Now You See What: This MIT Student Developed A Gadget That Allows Him To Search Through The Whole Internet By Just Using His Mind.
It’s amazing what a Massachusetts Institute of Technology (MIT) student has created: a device that lets us talk to machines with our minds.
The AlterEgo wearable headset, invented by Arnav Kapur, enables people to interact with technology verbally or nonverbally.
How then does it operate?
As soon as the user hears or thinks of a specific word, the device records signals. After that, machines are programmed to use the internet to find the solution using this information.
It Is almost like having Google in your brain, which is amazing.
The device can find the right response online without the user having to talk, type, or do anything at all. It then sends the information back to the inner ear via vibrations in the skull.
It can perform Information searches, work out mathematical calculations, and respond to a wide range of queries.
This makes it possible for a human-computer contact to occur that the user perceives as entirely internal to themselves—akin to conversing with themselves.
With no visible action, at will, without disconnecting from her surroundings, and without violating her privacy, this allows a user to send and receive streams of information to and from a computer device or any other individual.”

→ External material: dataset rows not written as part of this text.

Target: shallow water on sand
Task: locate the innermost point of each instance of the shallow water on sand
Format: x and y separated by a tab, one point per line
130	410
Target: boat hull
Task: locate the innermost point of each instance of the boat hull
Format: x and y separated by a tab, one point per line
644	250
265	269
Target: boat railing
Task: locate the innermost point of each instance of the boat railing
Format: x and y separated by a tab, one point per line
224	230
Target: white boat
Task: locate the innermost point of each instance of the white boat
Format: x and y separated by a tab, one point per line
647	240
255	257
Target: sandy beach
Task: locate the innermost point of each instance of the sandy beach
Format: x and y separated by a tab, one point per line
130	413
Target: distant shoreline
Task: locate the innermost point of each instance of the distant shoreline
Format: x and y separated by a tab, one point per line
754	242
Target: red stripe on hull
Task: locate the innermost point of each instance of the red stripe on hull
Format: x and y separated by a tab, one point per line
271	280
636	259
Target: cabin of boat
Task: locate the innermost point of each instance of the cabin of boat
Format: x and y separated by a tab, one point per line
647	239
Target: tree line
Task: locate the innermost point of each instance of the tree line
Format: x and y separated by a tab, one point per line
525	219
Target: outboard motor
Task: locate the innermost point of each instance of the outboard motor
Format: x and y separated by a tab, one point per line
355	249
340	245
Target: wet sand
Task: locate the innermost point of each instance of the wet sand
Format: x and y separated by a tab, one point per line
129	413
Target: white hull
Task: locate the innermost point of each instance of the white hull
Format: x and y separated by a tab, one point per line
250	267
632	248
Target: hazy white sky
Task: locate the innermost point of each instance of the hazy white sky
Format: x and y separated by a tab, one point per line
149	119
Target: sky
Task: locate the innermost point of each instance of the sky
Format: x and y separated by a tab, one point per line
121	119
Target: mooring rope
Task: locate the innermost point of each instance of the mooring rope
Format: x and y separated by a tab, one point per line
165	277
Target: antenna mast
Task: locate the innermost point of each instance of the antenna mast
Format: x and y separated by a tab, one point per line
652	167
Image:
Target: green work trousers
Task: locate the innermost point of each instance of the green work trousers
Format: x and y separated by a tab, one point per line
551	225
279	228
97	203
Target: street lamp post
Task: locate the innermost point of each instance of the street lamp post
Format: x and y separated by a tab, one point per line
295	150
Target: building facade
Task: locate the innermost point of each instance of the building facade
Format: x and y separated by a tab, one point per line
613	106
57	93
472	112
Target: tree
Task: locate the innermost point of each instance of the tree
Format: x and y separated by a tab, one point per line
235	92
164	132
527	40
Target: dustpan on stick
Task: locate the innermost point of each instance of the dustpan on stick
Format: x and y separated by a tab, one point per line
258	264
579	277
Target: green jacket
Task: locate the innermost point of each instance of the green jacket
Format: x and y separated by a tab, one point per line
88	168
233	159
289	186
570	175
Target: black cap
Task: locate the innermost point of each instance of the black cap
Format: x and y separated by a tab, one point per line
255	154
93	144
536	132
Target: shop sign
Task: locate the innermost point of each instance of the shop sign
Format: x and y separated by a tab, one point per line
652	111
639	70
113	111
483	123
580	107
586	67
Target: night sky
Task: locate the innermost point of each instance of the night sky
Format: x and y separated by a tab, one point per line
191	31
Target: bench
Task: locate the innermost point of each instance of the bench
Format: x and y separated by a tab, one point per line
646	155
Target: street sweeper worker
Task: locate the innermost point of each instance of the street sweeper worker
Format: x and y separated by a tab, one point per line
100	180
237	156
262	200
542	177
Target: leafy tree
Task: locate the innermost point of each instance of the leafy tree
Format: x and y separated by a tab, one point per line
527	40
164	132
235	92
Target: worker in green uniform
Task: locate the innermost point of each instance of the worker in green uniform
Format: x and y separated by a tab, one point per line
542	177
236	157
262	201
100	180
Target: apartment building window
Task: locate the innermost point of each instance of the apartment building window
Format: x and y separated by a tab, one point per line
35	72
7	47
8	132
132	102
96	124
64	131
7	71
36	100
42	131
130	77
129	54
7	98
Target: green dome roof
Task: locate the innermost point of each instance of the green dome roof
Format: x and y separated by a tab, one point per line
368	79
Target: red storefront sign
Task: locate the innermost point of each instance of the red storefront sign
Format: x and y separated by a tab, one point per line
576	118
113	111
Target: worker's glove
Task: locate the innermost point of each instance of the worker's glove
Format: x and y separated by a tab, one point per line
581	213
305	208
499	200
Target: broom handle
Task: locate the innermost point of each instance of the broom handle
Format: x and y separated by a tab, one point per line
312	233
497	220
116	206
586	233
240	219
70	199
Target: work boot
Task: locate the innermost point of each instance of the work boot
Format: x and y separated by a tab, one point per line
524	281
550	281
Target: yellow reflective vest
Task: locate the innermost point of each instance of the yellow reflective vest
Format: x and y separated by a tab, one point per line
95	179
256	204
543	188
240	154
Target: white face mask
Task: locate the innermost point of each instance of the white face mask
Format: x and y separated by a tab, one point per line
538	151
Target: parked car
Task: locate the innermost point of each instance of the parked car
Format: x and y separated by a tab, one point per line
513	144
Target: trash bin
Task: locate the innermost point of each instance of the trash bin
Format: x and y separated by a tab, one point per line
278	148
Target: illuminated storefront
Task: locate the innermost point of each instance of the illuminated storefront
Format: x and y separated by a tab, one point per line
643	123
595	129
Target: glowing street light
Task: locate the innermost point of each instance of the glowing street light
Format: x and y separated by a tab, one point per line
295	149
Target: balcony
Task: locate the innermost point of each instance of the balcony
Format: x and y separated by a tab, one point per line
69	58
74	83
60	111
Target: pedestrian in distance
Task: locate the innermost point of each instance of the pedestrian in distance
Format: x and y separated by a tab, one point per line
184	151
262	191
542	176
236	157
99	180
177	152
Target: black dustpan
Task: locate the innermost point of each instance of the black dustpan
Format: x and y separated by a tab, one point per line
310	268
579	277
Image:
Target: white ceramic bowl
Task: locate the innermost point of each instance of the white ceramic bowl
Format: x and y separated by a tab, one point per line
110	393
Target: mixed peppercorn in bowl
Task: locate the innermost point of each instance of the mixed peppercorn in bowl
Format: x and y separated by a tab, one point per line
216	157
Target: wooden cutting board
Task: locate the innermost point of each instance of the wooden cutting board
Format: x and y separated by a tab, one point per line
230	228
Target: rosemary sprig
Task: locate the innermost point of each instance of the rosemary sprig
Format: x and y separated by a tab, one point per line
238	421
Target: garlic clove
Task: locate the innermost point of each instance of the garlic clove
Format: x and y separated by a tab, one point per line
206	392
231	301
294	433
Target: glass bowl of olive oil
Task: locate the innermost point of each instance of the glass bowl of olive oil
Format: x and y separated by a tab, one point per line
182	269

In a video showing the device in operation, Kapur is asked to solve an absurdly challenging math problem, which he achieves with Ease.
He is then asked to list the biggest city in Bulgaria and the population of the surrounding area, both of which he naturally provides. The goal, according to Kapur, is to essentially have the entire internet within his skull.
However, providing assistance to people with speech impairments, including those with neurological illnesses, is another area of focus.
“This project’s main goal is to support communication for individuals with speech disorders, such as those caused by multiple sclerosis and amyotrophic lateral sclerosis (ALS).”
“Beyond that, the system has the potential to seamlessly integrate humans and computers, such that computing, the Internet, and AI would weave into our daily lives as a’second self’ and augment our cognition and abilities.”